Posted by Neil Paine on October 18, 2010
Welcome to our 2010-11 NBA Blogosphere Previews, in which we contact the finest team bloggers on the web and ask them to contribute their thoughts on the squad they cover. What follows is their take, along with the team's depth chart (courtesy of ESPN.com), projected 2011 stats via our Simple Projection System, and polls where you get to have your say. Enjoy!
Coach: Kurt Rambis
Record: 15-67, Finished 5th in NBA Northwest Division
Pythagorean W-L: 17-65 (29th of 30)
SRS: -9.06 (30th of 30) ▪ Pace Factor: 96.1 (3rd of 30)
Offensive Rating: 101.7 (29th of 30) ▪ Defensive Rating: 111.6 (28th of 30)
2011 Depth Chart (with 2010-11 projected per-36 minute stats ... yellow = newcomer)
2010-11 Blogger Outlook by Dave Kelsey, twolvesblog.com
The future looks bright compared to last year’s train wreck of a 15 win season. Longtime fans suffered through another disaster campaign, as the Wolves won only twice after the all-star break. You could probably contribute this to the fact that the Wolves ranked as the third worst offense and second worst defense. Worst of all, not only were the T-Wolves a terrible team, but they were a BORING team.

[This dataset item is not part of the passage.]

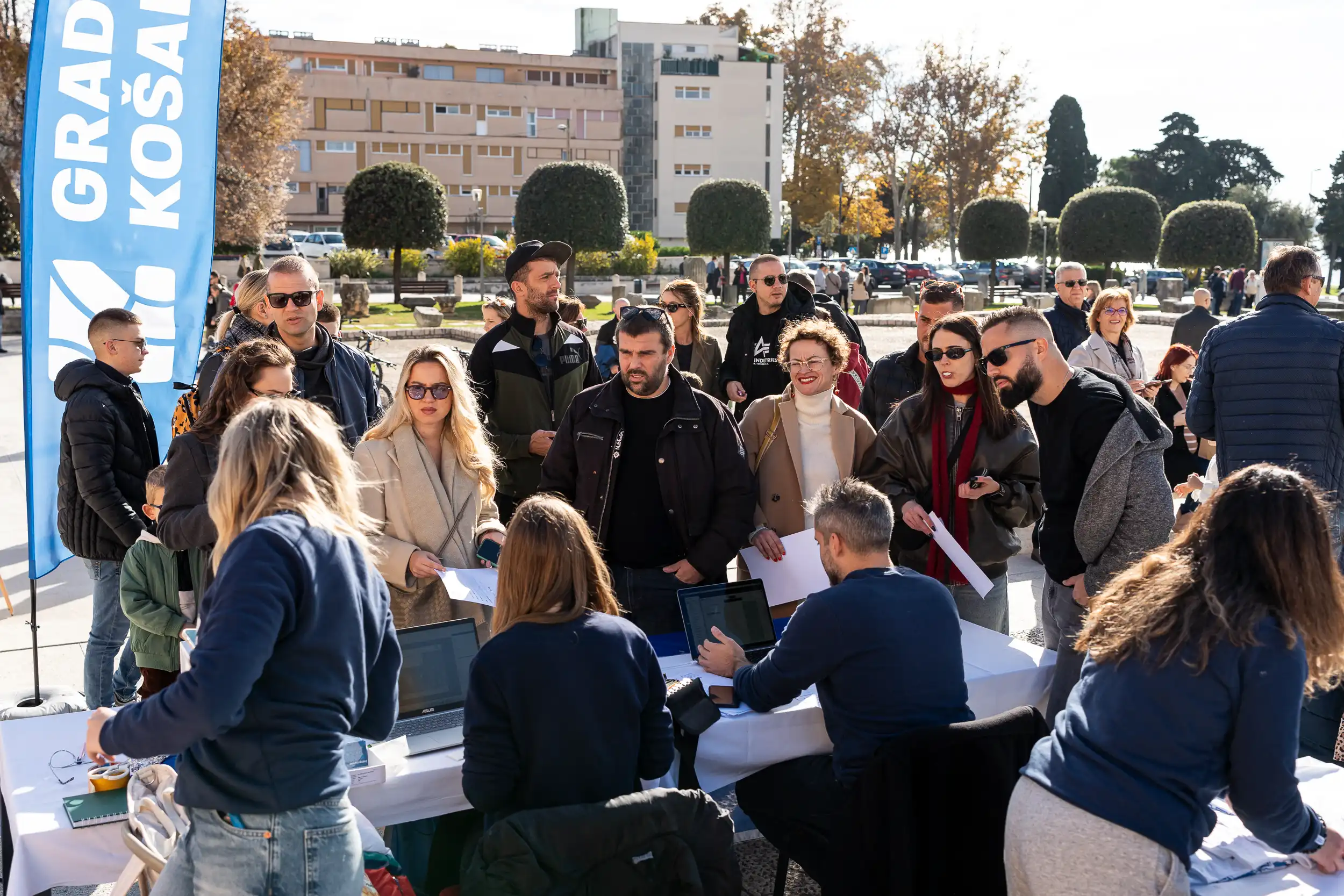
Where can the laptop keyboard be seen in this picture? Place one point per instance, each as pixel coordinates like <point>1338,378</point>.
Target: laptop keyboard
<point>425,725</point>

That’s not a great combination for the casual fan.
The biggest strength for this team is the fact that the Wolves now have athletic and capable players, 1-12. Gone are the below-replacement level players of seasons’ past, in exchange for capable and exciting guys with potential; and who fit the system being implemented by Rambis and Kahn. It simply cannot be overstated how boring and unathletic this organization has been since KG left. With additions like Michael Beasley, Wesley Johnson, Martell Webster, Anthony Tolliver, Darko, and Nikola Pekovic, the Wolves can now run and bang with anyone. Even more importantly, there is now a capable bench for the first time in years.
The biggest weakness for this team is its lack of experience and a player(s) that is “The Man.” There’s no clear cut hierarchy, and the squad has literally 10-12 guys that could potentially deserve to play major minutes. Clearly, that’s just not possible or feasible. Therefore, Coach Rambis needs to figure out a rotation and stick to it. There’s nothing worse than trying to play 12 players every game, which is a recipe for disaster. There’s no hope to develop any cohesion or synergy under a scenario such as that. It’s never a bad thing to have “too much talent”, but it can be detrimental to a young team such as this.
This season could be half-way decent, or it could be (yet another) failure. At the very least, this team will be infinitely more athletic and exciting to watch, and for Wolves fans, that’s a gigantic improvement. You know that each and every night this squad will have a chance to at least compete with the opposition.